Happy birthday dude!


----------



## Marko Tsourkan (Apr 20, 2013)

Herzlichen Glückwunsch zum Geburtstag!

Prost!


----------



## RobinW (Apr 20, 2013)

Congrats Handle Meister!


----------



## mhlee (Apr 20, 2013)

Happy Birthday, Stefan!


----------



## Mrmnms (Apr 20, 2013)

Best of luck Stephan, hope there's great news just around the corner.


----------



## stereo.pete (Apr 20, 2013)

Happy B-Day Stefan!


----------



## don (Apr 21, 2013)

Happy Birthday!


----------



## mr drinky (Apr 21, 2013)

Yes, yes, all that geburtstag stuff. Happy day sir. I almost missed it by my time zone. I hope that steak was good, and a wine called your name. 

Cheers,
k.


----------



## apicius9 (Apr 21, 2013)

mr drinky said:


> Yes, yes, all that geburtstag stuff. Happy day sir. I almost missed it by my time zone. I hope that steak was good, and a wine called your name.
> 
> Cheers,
> k.



Thanks, steak was just a little overdone (cut too thin...), and we had a nice sparkling shiraz with it. As a birthday cake we have a fruit tarte, and I will probably open my last bottle of Mueller-Catoir Mussbacher Eselshaut Rieslaner Trockenbeerenauslese 1990 with that. Still early evening out here.

Stefan


----------



## franzb69 (Apr 21, 2013)

already greeted you on facebook

=p


----------



## mr drinky (Apr 21, 2013)

apicius9 said:


> Thanks, steak was just a little overdone (cut too thin...), and we had a nice sparkling shiraz with it. As a birthday cake we have a fruit tarte, and I will probably open my last bottle of Mueller-Catoir Mussbacher Eselshaut Rieslaner Trockenbeerenauslese 1990 with that. Still early evening out here.
> 
> Stefan



I kind of like sparkling shiraz. I'm not sure why exactly, but I get a bottle every now and then. The wife also likes it. 

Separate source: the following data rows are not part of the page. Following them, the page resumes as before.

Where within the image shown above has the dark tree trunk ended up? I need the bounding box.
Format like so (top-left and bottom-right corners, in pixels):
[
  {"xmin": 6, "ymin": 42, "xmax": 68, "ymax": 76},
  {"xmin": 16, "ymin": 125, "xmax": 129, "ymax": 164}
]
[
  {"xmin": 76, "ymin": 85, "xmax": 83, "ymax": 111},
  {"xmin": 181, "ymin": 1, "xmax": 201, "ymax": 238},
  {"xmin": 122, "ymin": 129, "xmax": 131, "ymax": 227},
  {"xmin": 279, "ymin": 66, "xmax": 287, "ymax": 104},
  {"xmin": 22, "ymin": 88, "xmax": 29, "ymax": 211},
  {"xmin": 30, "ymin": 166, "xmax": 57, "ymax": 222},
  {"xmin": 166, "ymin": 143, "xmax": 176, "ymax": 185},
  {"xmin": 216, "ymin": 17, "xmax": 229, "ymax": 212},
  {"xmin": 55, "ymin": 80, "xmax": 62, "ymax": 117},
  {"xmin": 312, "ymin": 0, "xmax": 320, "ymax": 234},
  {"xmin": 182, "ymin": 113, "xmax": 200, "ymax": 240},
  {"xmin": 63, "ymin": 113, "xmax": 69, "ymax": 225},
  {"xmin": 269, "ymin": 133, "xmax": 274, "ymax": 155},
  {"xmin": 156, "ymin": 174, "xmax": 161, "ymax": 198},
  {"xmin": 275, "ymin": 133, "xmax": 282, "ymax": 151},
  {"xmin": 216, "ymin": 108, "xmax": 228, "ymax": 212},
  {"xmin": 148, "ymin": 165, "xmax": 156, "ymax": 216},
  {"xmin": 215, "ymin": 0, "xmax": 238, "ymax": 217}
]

And as for that bottle of Mueller-Catoir -- have some tasty fun sir. I'm jealous. If you see someone digging in your garbage tomorrow morning with the empty bottle and tapping it for any last drops, that might be me. 

k.


----------



## ThEoRy (Apr 21, 2013)

Happy Birthday Stefan!! I hope all is well!


----------



## AFKitchenknivesguy (Apr 21, 2013)

I don't come here that often, so sorry for missing this! Happy bday brother.


----------



## Mingooch (Apr 21, 2013)

Happy Birthday!!!!


----------



## Dave Martell (Apr 21, 2013)

Happy Birthday Stefan!


----------



## mano (Apr 22, 2013)

A belated happy birthday to my colleague, Stephan.


----------